Consider the following block of C code, which generates a histogram:
for (i = 0; i < 100; i++) histo[awry[i]] = histo[awry[i]]+1;
Make the following assumptions:
i is a local variable declared as int,
stored in register $t0
awry and histo are both global
variables, declared as int[]. Following standard C
semantics, you don't need to do bounds checking on the arrays.
You can assume you can use awry and
histo as symbols.
lw, in which the loaded value is used for
arithmetic in the immediately following instruction, also
requires a one-cycle stall.
On to the problems:
Here's my naive code. If I'd really worked at emulating gcc, I could have made it quite a bit worse:
addi $t0, $0, 0 ; i = 0
loop: slti $3, $t0, 100 ; i < 100?
beq $0, $3, eloop ; exit loop?
sll $5, $t0, 2 ; convert i to index
lw $6, awry($5) ; get awry[i]
sll $6, $5, 2 ; convert to index
lw $7, histo($6) ; get histo[awry[i]]
addi $7, $7, 1 ; increment
sw $7, histo($6) ; put back
addi $t0, $t0, 1 ; increment i
beq $0, $0, loop ; back to top of loop
eloop:
There are 11 instructions, so it's 44 bytes.
The first instruction is only executed once, and costs one cycle.
The instructions in the loop are executed 100 times; there are ten
instructions in the loop. The two lw's each cause a stall, as
does the beq at the end. On the 101st iteration,
the slti and beq at the top are
executed; the beq at the top costs a stall.
So the total time to execute is
| Initialize | 1 |
| Loop | 100*(10 + 3) |
| Last Pass | 3 |
| Total | 1304 |
The key to the second version is to evaluate what a typical loop iteration will look like. I get the following:
lw $1, loc($0) ; get awry[i]
sll $1, $1, 2 ; convert awry[i] to index
lw $2, histo($1) ; get histo[awry[i]]
addi $2, $2, 1 ; increment histo[awry[i]]

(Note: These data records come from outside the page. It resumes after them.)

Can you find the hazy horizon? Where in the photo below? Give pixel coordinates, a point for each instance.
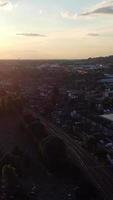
(49, 29)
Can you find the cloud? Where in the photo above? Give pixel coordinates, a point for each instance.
(68, 15)
(31, 34)
(93, 34)
(7, 5)
(105, 7)
(3, 3)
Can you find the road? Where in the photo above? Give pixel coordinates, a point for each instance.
(101, 178)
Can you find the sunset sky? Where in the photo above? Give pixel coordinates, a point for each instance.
(55, 29)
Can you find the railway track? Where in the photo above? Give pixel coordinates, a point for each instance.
(101, 178)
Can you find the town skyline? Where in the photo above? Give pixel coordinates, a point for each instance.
(55, 29)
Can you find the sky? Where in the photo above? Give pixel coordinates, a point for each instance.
(55, 29)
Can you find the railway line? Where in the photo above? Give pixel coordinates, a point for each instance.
(101, 178)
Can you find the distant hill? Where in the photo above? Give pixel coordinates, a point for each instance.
(107, 59)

sw $2, histo($1) ; store histo[awry[i]] back
where loc is the location awry[i] and the
blank lines represent stalls. This tells us, by the way, that
the total code size is going to be 5*4*100 = 2000 bytes.
Now, we need to see how to
interleave this iteration with the prior and following
iterations to get rid of the stalls, but without introducing
bugs in the histo increment. We can do this by
putting the lw for awry[i+1] just
after the lw for histo[awry[i]], like this:
lw $1, loc($0) ; get awry[i]
addi $2, $2, 1 ; increment histo[awry[i-1]]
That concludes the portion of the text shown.